With Lisa Mckenzie, author of Getting By: Estates, Class and Culture in Austerity Britain + Members of Save Cressingham Gardens campaign & Housing Action Southwark & Lambeth.

// Session 2- The Rent Strike Back //  3.30pm-5.00pm Room 300

Deregulation, revenge evictions, parliamentary corruption and day-to-day instability: these are the realities for the eleven million people currently renting privately in the UK. At the same time, house prices are skyrocketing and the generational promise of home ownership is now an impossible dream for many. This is the rent-trap, an inescapable consequence of market-induced inequality.
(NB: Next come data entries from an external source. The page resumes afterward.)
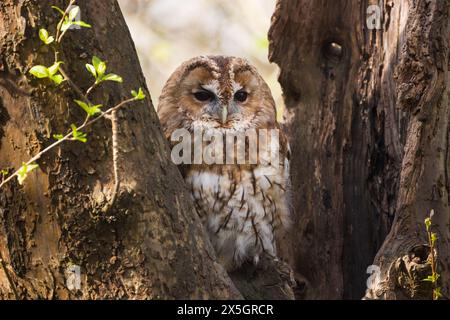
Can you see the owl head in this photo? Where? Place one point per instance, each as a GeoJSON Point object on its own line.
{"type": "Point", "coordinates": [216, 92]}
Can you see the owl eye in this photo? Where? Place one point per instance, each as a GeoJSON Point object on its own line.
{"type": "Point", "coordinates": [241, 96]}
{"type": "Point", "coordinates": [203, 95]}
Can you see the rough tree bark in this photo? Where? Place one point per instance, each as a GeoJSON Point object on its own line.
{"type": "Point", "coordinates": [368, 115]}
{"type": "Point", "coordinates": [152, 244]}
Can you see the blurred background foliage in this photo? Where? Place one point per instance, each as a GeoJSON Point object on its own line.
{"type": "Point", "coordinates": [168, 32]}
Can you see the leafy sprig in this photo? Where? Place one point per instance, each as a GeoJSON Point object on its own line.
{"type": "Point", "coordinates": [57, 75]}
{"type": "Point", "coordinates": [432, 239]}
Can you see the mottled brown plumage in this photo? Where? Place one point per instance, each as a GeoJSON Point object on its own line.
{"type": "Point", "coordinates": [241, 205]}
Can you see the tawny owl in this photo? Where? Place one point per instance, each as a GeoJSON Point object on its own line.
{"type": "Point", "coordinates": [242, 205]}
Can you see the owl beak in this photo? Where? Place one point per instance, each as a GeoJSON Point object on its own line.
{"type": "Point", "coordinates": [224, 115]}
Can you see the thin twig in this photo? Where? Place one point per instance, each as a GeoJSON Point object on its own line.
{"type": "Point", "coordinates": [75, 87]}
{"type": "Point", "coordinates": [8, 277]}
{"type": "Point", "coordinates": [69, 135]}
{"type": "Point", "coordinates": [58, 27]}
{"type": "Point", "coordinates": [115, 146]}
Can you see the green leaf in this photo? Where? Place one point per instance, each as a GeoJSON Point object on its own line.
{"type": "Point", "coordinates": [96, 62]}
{"type": "Point", "coordinates": [77, 135]}
{"type": "Point", "coordinates": [90, 109]}
{"type": "Point", "coordinates": [101, 69]}
{"type": "Point", "coordinates": [138, 95]}
{"type": "Point", "coordinates": [427, 223]}
{"type": "Point", "coordinates": [437, 293]}
{"type": "Point", "coordinates": [58, 136]}
{"type": "Point", "coordinates": [73, 13]}
{"type": "Point", "coordinates": [58, 9]}
{"type": "Point", "coordinates": [433, 238]}
{"type": "Point", "coordinates": [43, 35]}
{"type": "Point", "coordinates": [40, 72]}
{"type": "Point", "coordinates": [81, 24]}
{"type": "Point", "coordinates": [22, 173]}
{"type": "Point", "coordinates": [112, 77]}
{"type": "Point", "coordinates": [57, 79]}
{"type": "Point", "coordinates": [66, 25]}
{"type": "Point", "coordinates": [52, 70]}
{"type": "Point", "coordinates": [91, 69]}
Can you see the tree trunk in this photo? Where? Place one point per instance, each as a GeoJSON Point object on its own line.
{"type": "Point", "coordinates": [368, 116]}
{"type": "Point", "coordinates": [151, 245]}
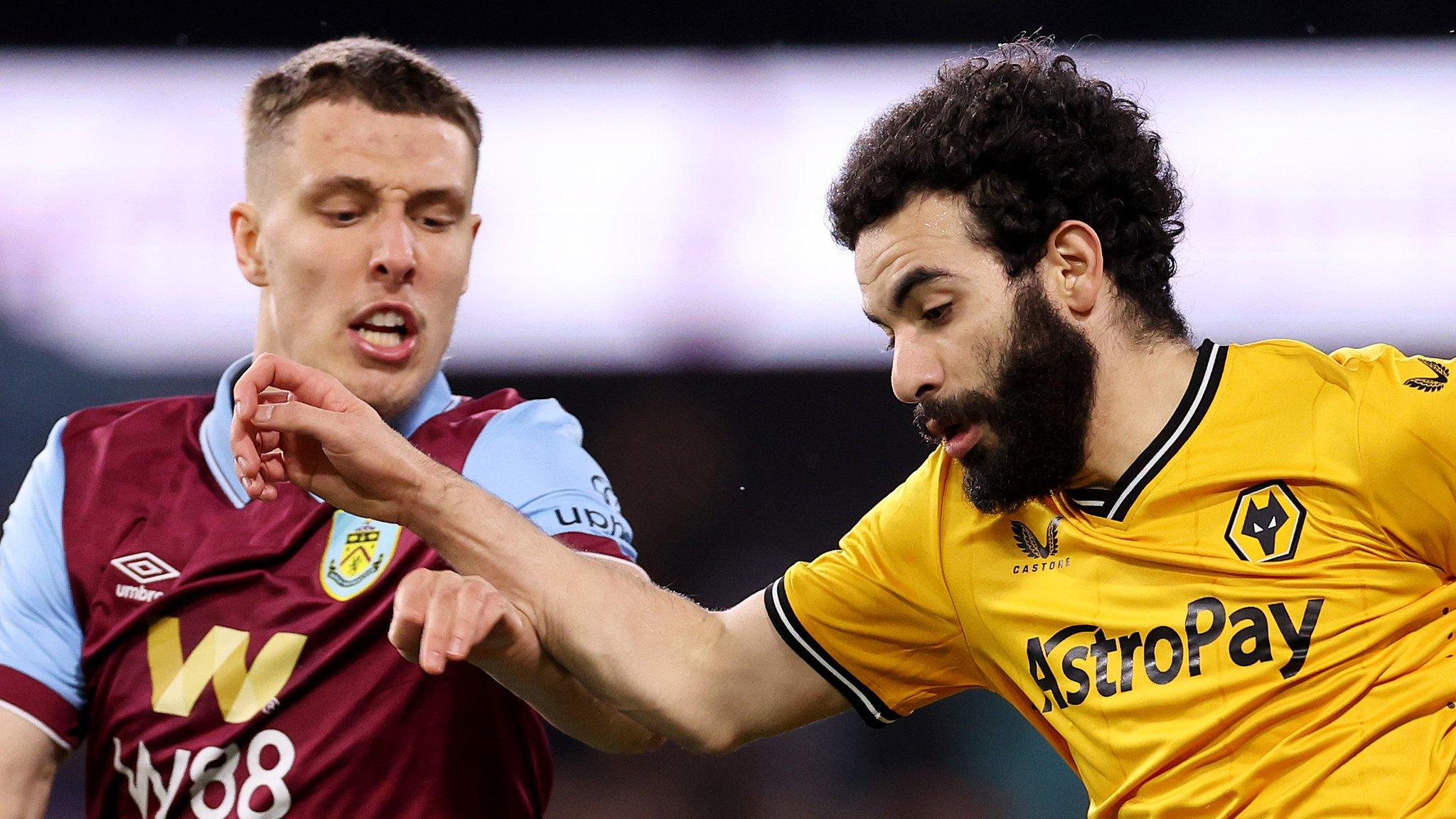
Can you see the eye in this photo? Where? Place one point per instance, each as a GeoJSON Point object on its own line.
{"type": "Point", "coordinates": [938, 314]}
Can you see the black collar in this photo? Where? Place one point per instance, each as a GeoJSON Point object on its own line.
{"type": "Point", "coordinates": [1113, 503]}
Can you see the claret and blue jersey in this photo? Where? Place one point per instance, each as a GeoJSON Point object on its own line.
{"type": "Point", "coordinates": [229, 658]}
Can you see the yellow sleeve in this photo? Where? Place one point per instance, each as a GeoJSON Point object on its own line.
{"type": "Point", "coordinates": [875, 617]}
{"type": "Point", "coordinates": [1408, 449]}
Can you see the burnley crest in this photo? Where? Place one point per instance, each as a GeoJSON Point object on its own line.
{"type": "Point", "coordinates": [357, 554]}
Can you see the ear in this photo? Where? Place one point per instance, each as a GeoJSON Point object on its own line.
{"type": "Point", "coordinates": [245, 223]}
{"type": "Point", "coordinates": [1074, 266]}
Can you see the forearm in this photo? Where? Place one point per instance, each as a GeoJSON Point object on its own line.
{"type": "Point", "coordinates": [28, 763]}
{"type": "Point", "coordinates": [641, 649]}
{"type": "Point", "coordinates": [567, 705]}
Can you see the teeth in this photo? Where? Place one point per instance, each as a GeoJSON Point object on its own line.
{"type": "Point", "coordinates": [380, 338]}
{"type": "Point", "coordinates": [386, 318]}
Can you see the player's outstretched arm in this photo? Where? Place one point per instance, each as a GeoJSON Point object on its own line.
{"type": "Point", "coordinates": [708, 681]}
{"type": "Point", "coordinates": [443, 617]}
{"type": "Point", "coordinates": [28, 759]}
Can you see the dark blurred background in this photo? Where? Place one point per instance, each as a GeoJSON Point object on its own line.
{"type": "Point", "coordinates": [736, 446]}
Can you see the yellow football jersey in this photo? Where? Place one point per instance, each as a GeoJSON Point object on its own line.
{"type": "Point", "coordinates": [1256, 621]}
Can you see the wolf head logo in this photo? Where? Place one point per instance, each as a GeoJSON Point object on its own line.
{"type": "Point", "coordinates": [1263, 523]}
{"type": "Point", "coordinates": [1436, 382]}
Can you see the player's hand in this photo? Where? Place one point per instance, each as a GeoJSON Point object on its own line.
{"type": "Point", "coordinates": [443, 617]}
{"type": "Point", "coordinates": [299, 424]}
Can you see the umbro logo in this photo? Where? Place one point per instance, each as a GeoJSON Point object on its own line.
{"type": "Point", "coordinates": [143, 567]}
{"type": "Point", "coordinates": [1042, 552]}
{"type": "Point", "coordinates": [1430, 384]}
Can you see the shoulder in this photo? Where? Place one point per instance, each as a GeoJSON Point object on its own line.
{"type": "Point", "coordinates": [912, 515]}
{"type": "Point", "coordinates": [150, 423]}
{"type": "Point", "coordinates": [530, 448]}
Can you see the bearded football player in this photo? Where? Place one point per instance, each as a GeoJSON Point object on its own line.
{"type": "Point", "coordinates": [1218, 579]}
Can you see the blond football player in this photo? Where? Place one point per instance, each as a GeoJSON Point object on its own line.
{"type": "Point", "coordinates": [1216, 577]}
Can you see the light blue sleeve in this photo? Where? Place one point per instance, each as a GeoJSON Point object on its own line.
{"type": "Point", "coordinates": [532, 458]}
{"type": "Point", "coordinates": [40, 633]}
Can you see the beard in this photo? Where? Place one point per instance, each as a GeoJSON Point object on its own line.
{"type": "Point", "coordinates": [1036, 413]}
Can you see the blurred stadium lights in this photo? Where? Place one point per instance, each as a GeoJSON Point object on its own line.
{"type": "Point", "coordinates": [660, 209]}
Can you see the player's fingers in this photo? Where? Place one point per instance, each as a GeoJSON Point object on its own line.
{"type": "Point", "coordinates": [411, 606]}
{"type": "Point", "coordinates": [309, 385]}
{"type": "Point", "coordinates": [247, 459]}
{"type": "Point", "coordinates": [301, 419]}
{"type": "Point", "coordinates": [501, 624]}
{"type": "Point", "coordinates": [274, 471]}
{"type": "Point", "coordinates": [439, 623]}
{"type": "Point", "coordinates": [471, 624]}
{"type": "Point", "coordinates": [274, 395]}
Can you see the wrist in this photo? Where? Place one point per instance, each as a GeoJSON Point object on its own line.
{"type": "Point", "coordinates": [424, 493]}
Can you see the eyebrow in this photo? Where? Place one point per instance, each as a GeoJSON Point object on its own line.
{"type": "Point", "coordinates": [906, 286]}
{"type": "Point", "coordinates": [363, 187]}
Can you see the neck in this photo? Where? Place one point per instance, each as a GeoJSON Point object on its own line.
{"type": "Point", "coordinates": [1139, 385]}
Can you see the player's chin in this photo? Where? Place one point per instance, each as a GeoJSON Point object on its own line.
{"type": "Point", "coordinates": [387, 390]}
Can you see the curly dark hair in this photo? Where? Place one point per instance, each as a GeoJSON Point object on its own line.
{"type": "Point", "coordinates": [1029, 143]}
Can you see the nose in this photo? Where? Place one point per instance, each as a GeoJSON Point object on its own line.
{"type": "Point", "coordinates": [393, 251]}
{"type": "Point", "coordinates": [916, 372]}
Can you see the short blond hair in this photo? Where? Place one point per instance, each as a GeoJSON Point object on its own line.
{"type": "Point", "coordinates": [385, 76]}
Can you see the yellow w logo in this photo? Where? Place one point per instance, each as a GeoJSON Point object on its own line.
{"type": "Point", "coordinates": [220, 658]}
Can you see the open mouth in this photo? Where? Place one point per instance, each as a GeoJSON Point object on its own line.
{"type": "Point", "coordinates": [958, 439]}
{"type": "Point", "coordinates": [385, 331]}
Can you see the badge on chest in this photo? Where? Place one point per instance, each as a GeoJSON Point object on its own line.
{"type": "Point", "coordinates": [357, 554]}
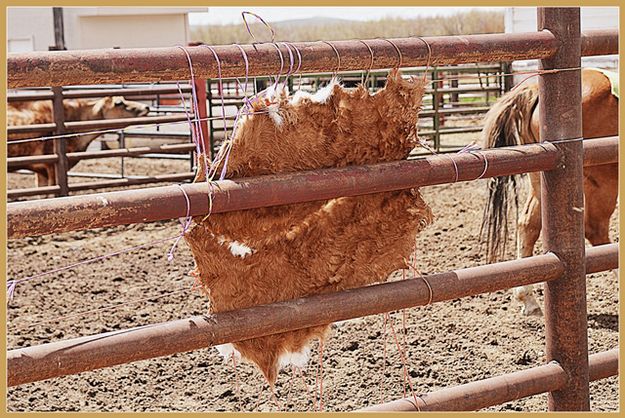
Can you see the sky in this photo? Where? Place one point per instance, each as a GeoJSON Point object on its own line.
{"type": "Point", "coordinates": [227, 15]}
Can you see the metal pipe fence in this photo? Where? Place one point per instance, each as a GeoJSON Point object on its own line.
{"type": "Point", "coordinates": [558, 44]}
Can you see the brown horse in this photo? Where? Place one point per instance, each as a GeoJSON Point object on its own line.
{"type": "Point", "coordinates": [33, 113]}
{"type": "Point", "coordinates": [514, 120]}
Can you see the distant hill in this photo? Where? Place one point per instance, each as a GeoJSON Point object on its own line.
{"type": "Point", "coordinates": [324, 28]}
{"type": "Point", "coordinates": [312, 21]}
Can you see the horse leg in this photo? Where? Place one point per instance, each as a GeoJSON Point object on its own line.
{"type": "Point", "coordinates": [528, 232]}
{"type": "Point", "coordinates": [600, 192]}
{"type": "Point", "coordinates": [42, 179]}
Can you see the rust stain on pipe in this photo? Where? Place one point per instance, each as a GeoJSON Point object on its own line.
{"type": "Point", "coordinates": [75, 213]}
{"type": "Point", "coordinates": [104, 350]}
{"type": "Point", "coordinates": [151, 64]}
{"type": "Point", "coordinates": [159, 203]}
{"type": "Point", "coordinates": [88, 353]}
{"type": "Point", "coordinates": [497, 390]}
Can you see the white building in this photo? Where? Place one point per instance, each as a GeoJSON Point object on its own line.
{"type": "Point", "coordinates": [32, 28]}
{"type": "Point", "coordinates": [524, 19]}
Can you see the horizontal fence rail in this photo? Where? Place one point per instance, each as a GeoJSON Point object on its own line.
{"type": "Point", "coordinates": [500, 389]}
{"type": "Point", "coordinates": [84, 125]}
{"type": "Point", "coordinates": [90, 93]}
{"type": "Point", "coordinates": [167, 202]}
{"type": "Point", "coordinates": [112, 348]}
{"type": "Point", "coordinates": [59, 68]}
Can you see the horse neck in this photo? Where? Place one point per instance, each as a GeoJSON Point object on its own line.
{"type": "Point", "coordinates": [81, 110]}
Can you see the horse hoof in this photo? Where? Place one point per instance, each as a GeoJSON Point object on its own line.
{"type": "Point", "coordinates": [532, 311]}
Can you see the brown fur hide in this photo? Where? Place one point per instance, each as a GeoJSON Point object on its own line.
{"type": "Point", "coordinates": [265, 255]}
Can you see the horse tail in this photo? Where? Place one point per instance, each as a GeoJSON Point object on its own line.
{"type": "Point", "coordinates": [507, 123]}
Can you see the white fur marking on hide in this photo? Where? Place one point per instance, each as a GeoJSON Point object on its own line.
{"type": "Point", "coordinates": [298, 359]}
{"type": "Point", "coordinates": [227, 351]}
{"type": "Point", "coordinates": [274, 113]}
{"type": "Point", "coordinates": [323, 95]}
{"type": "Point", "coordinates": [240, 250]}
{"type": "Point", "coordinates": [299, 96]}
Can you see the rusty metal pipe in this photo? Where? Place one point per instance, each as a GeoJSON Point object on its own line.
{"type": "Point", "coordinates": [92, 352]}
{"type": "Point", "coordinates": [562, 203]}
{"type": "Point", "coordinates": [84, 125]}
{"type": "Point", "coordinates": [21, 162]}
{"type": "Point", "coordinates": [90, 93]}
{"type": "Point", "coordinates": [603, 151]}
{"type": "Point", "coordinates": [131, 152]}
{"type": "Point", "coordinates": [160, 203]}
{"type": "Point", "coordinates": [104, 350]}
{"type": "Point", "coordinates": [152, 64]}
{"type": "Point", "coordinates": [497, 390]}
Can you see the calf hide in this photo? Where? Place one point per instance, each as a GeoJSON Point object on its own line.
{"type": "Point", "coordinates": [265, 255]}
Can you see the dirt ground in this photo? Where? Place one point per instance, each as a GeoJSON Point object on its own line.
{"type": "Point", "coordinates": [448, 343]}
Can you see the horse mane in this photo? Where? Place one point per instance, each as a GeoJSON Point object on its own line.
{"type": "Point", "coordinates": [507, 123]}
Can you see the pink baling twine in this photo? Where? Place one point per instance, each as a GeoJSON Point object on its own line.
{"type": "Point", "coordinates": [194, 103]}
{"type": "Point", "coordinates": [471, 148]}
{"type": "Point", "coordinates": [186, 223]}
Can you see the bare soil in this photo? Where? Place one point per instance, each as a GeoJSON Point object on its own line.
{"type": "Point", "coordinates": [448, 343]}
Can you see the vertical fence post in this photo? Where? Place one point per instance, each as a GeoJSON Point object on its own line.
{"type": "Point", "coordinates": [211, 125]}
{"type": "Point", "coordinates": [200, 89]}
{"type": "Point", "coordinates": [435, 106]}
{"type": "Point", "coordinates": [562, 209]}
{"type": "Point", "coordinates": [61, 165]}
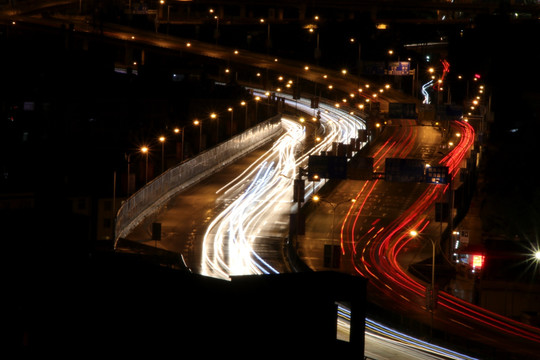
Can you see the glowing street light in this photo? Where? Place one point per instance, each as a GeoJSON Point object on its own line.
{"type": "Point", "coordinates": [197, 122]}
{"type": "Point", "coordinates": [144, 150]}
{"type": "Point", "coordinates": [162, 141]}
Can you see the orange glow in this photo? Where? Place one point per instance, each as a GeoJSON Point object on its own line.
{"type": "Point", "coordinates": [478, 261]}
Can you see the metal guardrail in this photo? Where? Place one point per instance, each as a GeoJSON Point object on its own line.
{"type": "Point", "coordinates": [155, 194]}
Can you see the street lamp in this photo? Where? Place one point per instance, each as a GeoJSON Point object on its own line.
{"type": "Point", "coordinates": [198, 123]}
{"type": "Point", "coordinates": [162, 141]}
{"type": "Point", "coordinates": [243, 103]}
{"type": "Point", "coordinates": [215, 116]}
{"type": "Point", "coordinates": [231, 110]}
{"type": "Point", "coordinates": [144, 150]}
{"type": "Point", "coordinates": [176, 131]}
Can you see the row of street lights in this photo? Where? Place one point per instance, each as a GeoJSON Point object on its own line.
{"type": "Point", "coordinates": [145, 149]}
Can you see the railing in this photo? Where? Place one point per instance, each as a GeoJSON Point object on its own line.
{"type": "Point", "coordinates": [155, 194]}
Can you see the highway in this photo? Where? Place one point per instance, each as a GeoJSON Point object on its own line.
{"type": "Point", "coordinates": [376, 242]}
{"type": "Point", "coordinates": [215, 224]}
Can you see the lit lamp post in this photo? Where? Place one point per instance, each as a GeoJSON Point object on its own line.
{"type": "Point", "coordinates": [199, 124]}
{"type": "Point", "coordinates": [243, 103]}
{"type": "Point", "coordinates": [144, 150]}
{"type": "Point", "coordinates": [214, 116]}
{"type": "Point", "coordinates": [257, 99]}
{"type": "Point", "coordinates": [334, 206]}
{"type": "Point", "coordinates": [431, 301]}
{"type": "Point", "coordinates": [162, 141]}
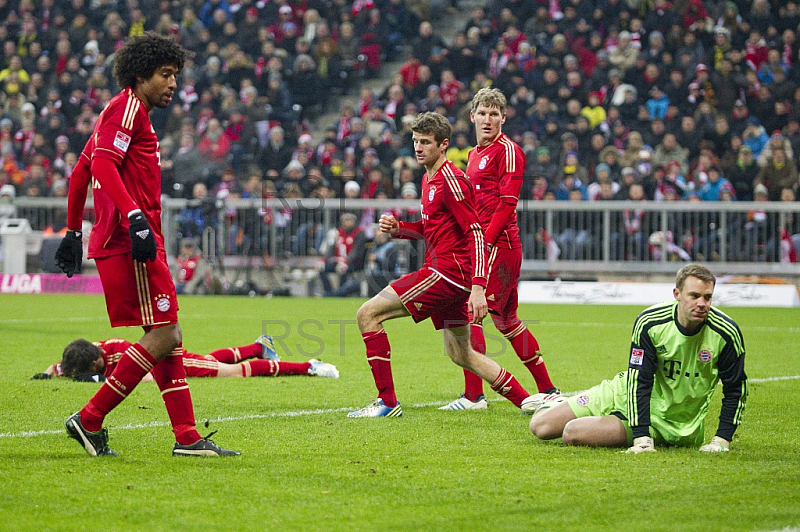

Drawing on inspiration from movements across Europe and the current growing rent strikes across UK’s universities, this participatory discussion will look at people’s experiences of those fighting against the financial burdens, consider how we can all help in the campaigns, and look for long-term solutions to the problems.

With Rosie Walker and Samir Jeraj, authors of The Rent Trap
Ben Beach of Radical Housing Network and UCL Cut The Rent
Eva Crossan Jory of Goldsmiths Cut The Rent

As always, we’ll approach the subject matter in a participatory, inclusive, relaxed forma. Can’t wait to see you there!

Radical Book Fair 2015-5247

Taking place in the courtyard outside the main doors…

Maggs Dewhurst from the IWGB Couriers and Logistics Branch

Is Chair of the IWGBCLB, who have been campaigning for the London Living Wage for couriers across London since February last year. Recent victories include taking City Sprint and eCourier to court, and winning both cases for fairer wages.

Helen Corry from Bursary or Bust

For the campaign against the NHS bursary cuts. Nursing student and activist who became involved in the bursary campaign and has been published in the guardian.

Dan Goss from Move Your Money

Move Your Money UK is a national campaign for a banking system that helps to build and support a sustainable society, and provides information on the ethical banking sector.

Michael Chessum, From Another Europe is Possible

Michael has campaigned widely for the National Campaign against fees and cuts, was president of ULU, and is currently campaigning for Another Europe is Possible, and is also an activist for Momentum.

Different Skies

Publish bold experiments in creative non-fiction, criticism and poetry, alongside holding regular writers’ meetings & events. They will be performing a mixture of prose, poetry and short fiction

Ich Binn Finn 

Finn D’albert is a songwriter and music journalist, and is Editor in Cheif at Raw Meat magazine. She will be performing her solo work.